KAHMI Dorong Lompatan Ekonomi Lewat Kemandirian Pangan dan Nasionalisme Konsumsi Lokal

JAKARTA, katasiber.id – Korps Alumni Himpunan Mahasiswa Islam (KAHMI) menyoroti urgensi penguatan kemandirian pangan nasional sebagai fondasi pertumbuhan ekonomi berkelanjutan.
Dalam diskusi publik bertema “Mendorong Pertumbuhan Ekonomi 8 Persen melalui Asta Cita Kemandirian Pangan dan SDGs” yang digelar di Jakarta, Rabu (18/6),
KAHMI menyuarakan pentingnya pendekatan lintas sektor dalam merespons tantangan pangan yang semakin kompleks.
Diskusi ini melibatkan tokoh-tokoh dari pemerintah pusat, BUMN, akademisi, hingga organisasi masyarakat sipil. KAHMI menilai bahwa keberhasilan sektor pangan bukan hanya soal produksi, tetapi juga menyangkut keadilan distribusi, keberlanjutan, dan nilai kebangsaan.
“Kemandirian pangan adalah wujud cinta dan keberpihakan terhadap bangsa sendiri. Ia bukan hanya soal ekonomi, tapi juga identitas,” ujar Viviana Hanifa, SP.,M.Si selaku Ketua Panitia.
Ketahanan Dimulai dari Sawah dan Laut
Widiastuti, SE.,M.Si., Deputi di Kementerian Koordinator Bidang Pangan, menegaskan bahwa pembangunan nasional yang kokoh mesti bertumpu pada ekonomi rakyat berbasis pangan. Ketergantungan pada impor, menurutnya, harus dikoreksi dengan membalik arah kebijakan ke sumber daya domestik.
Sementara itu, Dr. Ir Budi Waryanto dari Badan Pangan Nasional menekankan pentingnya data dan teknologi dalam memperkuat rantai pasok pangan. Ia mendorong digitalisasi sebagai upaya mempercepat distribusi, menghindari pemborosan, dan menekan disparitas harga antarwilayah.
Prof. Dr. Sudarsono Hardjosoekarto dari Dewan Pengarah BULOG juga menyoroti dimensi ideologis konsumsi pangan.

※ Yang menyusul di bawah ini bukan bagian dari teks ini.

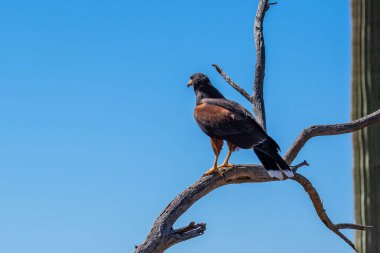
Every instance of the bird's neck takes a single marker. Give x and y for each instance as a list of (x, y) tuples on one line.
[(208, 91)]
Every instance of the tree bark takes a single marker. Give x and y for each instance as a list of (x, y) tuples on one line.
[(366, 99)]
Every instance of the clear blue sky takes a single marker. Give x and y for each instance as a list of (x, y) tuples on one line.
[(97, 133)]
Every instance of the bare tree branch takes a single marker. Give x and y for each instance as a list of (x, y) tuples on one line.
[(318, 205), (232, 83), (352, 226), (321, 130), (258, 86), (162, 234)]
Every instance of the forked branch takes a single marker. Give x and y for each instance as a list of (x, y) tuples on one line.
[(162, 234)]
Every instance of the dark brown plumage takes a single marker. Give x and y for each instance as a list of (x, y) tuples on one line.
[(222, 119)]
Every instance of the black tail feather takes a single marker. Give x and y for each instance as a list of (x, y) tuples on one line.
[(271, 159)]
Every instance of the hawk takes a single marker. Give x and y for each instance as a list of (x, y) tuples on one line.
[(225, 120)]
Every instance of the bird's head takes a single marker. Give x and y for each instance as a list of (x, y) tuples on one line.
[(203, 87), (198, 80)]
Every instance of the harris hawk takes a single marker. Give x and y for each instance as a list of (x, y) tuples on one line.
[(225, 120)]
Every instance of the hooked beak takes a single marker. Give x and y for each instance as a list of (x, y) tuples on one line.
[(189, 83)]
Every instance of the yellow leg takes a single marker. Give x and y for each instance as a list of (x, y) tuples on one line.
[(214, 168), (225, 163)]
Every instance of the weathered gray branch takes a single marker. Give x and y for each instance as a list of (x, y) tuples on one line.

“Kita perlu gerakan budaya untuk kembali mencintai beras lokal. Mengonsumsi hasil petani sendiri adalah praktik nasionalisme sehari-hari,” katanya.

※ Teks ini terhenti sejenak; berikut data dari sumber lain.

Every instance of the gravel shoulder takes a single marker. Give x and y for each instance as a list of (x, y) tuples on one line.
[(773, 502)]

Agenda Strategis: Sinergi, Data, dan Cinta Produk Negeri
Berbagai masukan dalam forum ini mengerucut pada sejumlah poin rekomendasi. Di antaranya, integrasi data antarinstansi untuk memperkuat sistem logistik pangan, perlindungan bagi petani dan nelayan sebagai pelaku utama ekonomi pangan, serta penyederhanaan regulasi sektor agraria dan perikanan.
Penting pula dilakukan kampanye kesadaran publik untuk memilih produk lokal sebagai pilihan utama. Dari piring makan hingga rak supermarket, masyarakat diajak menjadi bagian dari gerakan kedaulatan pangan melalui keputusan konsumsi harian.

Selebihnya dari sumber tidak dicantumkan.